When it comes to understanding our health and taking good care of it, men have a long way to go, says health expert and television favourite Dr Andrew Rochford.
Rochford has put men’s health in the spotlight with his new book The Reality Checkup: Finding the perfect non-perfect version of yourself, discussing everything from diet to addiction, sex, sleep and mental health.
For the Baby Boomer male in particular, Rochford says there are a few key areas many need to pay more attention as they head into their 60s and beyond.
While women tend to be more open about their health, Rochford says men can sometimes put off addressing issues.
“One thing men aren’t great at is organisation of our health, especially later in life,” he says.
“In the long run it just means you’ll be able to do more in later years.
“It’s about being healthy later, not about avoiding diseases completely, but how active you can be later on.”
Rather than relying on wives or partners to push them towards an annual check-up, Rochford says men need to develop their own relationship with their GP and find one they trust.
“Start making sure you have a GP you like and trust and have a healthy relationship with so you don’t avoid seeing a doctor,” he says.
“Sometimes men will say, ‘I don’t know how to get an appointment’ or ‘I didn’t really like the last person I saw’.
“It’s really important in later years — and I’m talking 40 onwards — we should all have a GP we see regularly and don’t be afraid to move on to another one if the one you’ve got isn’t working.”
In his book, Rochford talks about the importance of being selfish when it comes to our health. Men need to take a long, hard look in the mirror and ask themselves, ‘how much am I really taking care of myself?’ he explains.
Baby Boomers are lucky in that they’re living longer, healthier lives than previous generations, but with prolonged life comes new health risks in the form of prescription drug addiction, social isolation and chronic disease.
Addiction among Baby Boomers is a growing issue in Australia with over-50s using illicit drug and hitting the bottle more than younger people.
A study released earlier this year revealed that the rate of over-50s receiving treatment for substance abuse was expected to treble in the United States and Europe by 2020.

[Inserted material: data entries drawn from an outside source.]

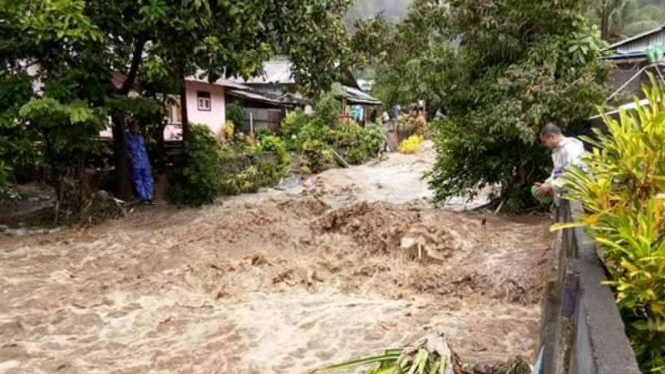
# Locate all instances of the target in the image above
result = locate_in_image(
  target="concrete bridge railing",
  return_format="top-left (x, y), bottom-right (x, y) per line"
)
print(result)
top-left (534, 201), bottom-right (640, 374)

“[You] need to understand why your doctor prescribed it to you and what are you hoping to achieve on the medication for something like pain killers.
“You have to go into using those types of drugs knowing that there is a risk of addiction, that if you’re relying on them, if you’re seeking the medication, if it’s impacting on your daily life and you can’t function without it — those types of signs are actually a red flag that you need to address the problem and go back to the doctor and have a conversation about it.”
In the end, Rochford says the best way to get a handle on your health is to face it head on.
“The earlier the problem is found the better the outcome.”